This is a very simple example of MapReduce. No matter the amount of data you need to analyze, the key principles remain the same.
Assume you have five files, and each file contains two columns (a key and a value in Hadoop terms) that represent a city and the corresponding temperature recorded in that city for the various measurement days. The city is the key, and the temperature is the value. For example: (Toronto, 20). Out of all the data we have collected, you want to find the maximum temperature for each city across the data files (note that each file might have the same city represented multiple times).
Using the MapReduce framework, you can break this down into five map tasks, where each mapper works on one of the five files.

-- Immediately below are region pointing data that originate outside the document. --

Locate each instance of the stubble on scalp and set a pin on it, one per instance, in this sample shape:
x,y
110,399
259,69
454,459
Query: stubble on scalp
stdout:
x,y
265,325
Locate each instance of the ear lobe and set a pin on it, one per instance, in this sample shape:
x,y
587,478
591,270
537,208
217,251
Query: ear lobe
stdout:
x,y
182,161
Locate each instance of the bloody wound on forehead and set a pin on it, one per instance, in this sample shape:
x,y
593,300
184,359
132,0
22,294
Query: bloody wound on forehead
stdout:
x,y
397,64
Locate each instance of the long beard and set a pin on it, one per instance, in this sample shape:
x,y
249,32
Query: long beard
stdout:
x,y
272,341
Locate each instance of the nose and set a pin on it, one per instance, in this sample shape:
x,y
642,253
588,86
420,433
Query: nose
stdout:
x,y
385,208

The mapper task goes through the data and returns the maximum temperature for each city.
For example, the results produced from one mapper task for the data above would look like this: (Toronto, 20) (Whitby, 25) (New York, 22) (Rome, 33)

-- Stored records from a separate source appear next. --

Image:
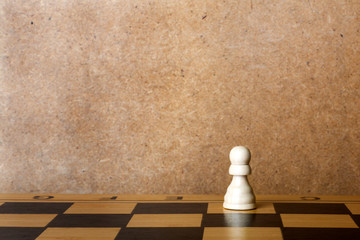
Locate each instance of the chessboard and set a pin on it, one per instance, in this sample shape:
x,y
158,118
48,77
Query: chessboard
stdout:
x,y
191,217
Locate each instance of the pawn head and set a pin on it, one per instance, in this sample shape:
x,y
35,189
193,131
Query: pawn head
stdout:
x,y
240,155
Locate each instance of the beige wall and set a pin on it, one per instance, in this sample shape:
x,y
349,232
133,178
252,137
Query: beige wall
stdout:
x,y
139,96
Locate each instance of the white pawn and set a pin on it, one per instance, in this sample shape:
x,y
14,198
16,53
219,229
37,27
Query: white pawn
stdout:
x,y
239,195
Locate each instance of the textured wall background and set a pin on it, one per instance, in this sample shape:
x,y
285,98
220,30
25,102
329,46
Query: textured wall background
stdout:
x,y
134,96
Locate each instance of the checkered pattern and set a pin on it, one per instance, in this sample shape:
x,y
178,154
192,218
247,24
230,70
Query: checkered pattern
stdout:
x,y
167,220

Assume the other four mapper tasks (working on the other four files not shown here) produced the following intermediate results:
(Toronto, 18) (Whitby, 27) (New York, 32) (Rome, 37) (Toronto, 32) (Whitby, 20) (New York, 33) (Rome, 38) (Toronto, 22) (Whitby, 19) (New York, 20) (Rome, 31) (Toronto, 31) (Whitby, 22) (New York, 19) (Rome, 30)
All five of these output streams would be fed into the reduce tasks, which combine the input results and output a single value for each city, producing a final result set as follows: (Toronto, 32) (Whitby, 27) (New York, 33) (Rome, 38).

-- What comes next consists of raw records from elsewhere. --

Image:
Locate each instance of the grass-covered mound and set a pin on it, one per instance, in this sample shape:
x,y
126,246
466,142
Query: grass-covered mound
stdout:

As an analogy, you can think of map and reduce tasks as the way a census was conducted in Roman times, where the census bureau would dispatch its people to each city in the empire. Each census taker in each city would be tasked to count the number of people in that city and then return their results to the capital city. There, the results from each city would be reduced to a single count (sum of all cities) to determine the overall population of the empire. This mapping of people to cities, in parallel, and then combining the results (reducing) is much more efficient than sending a single person to count every person in the empire in a serial fashion.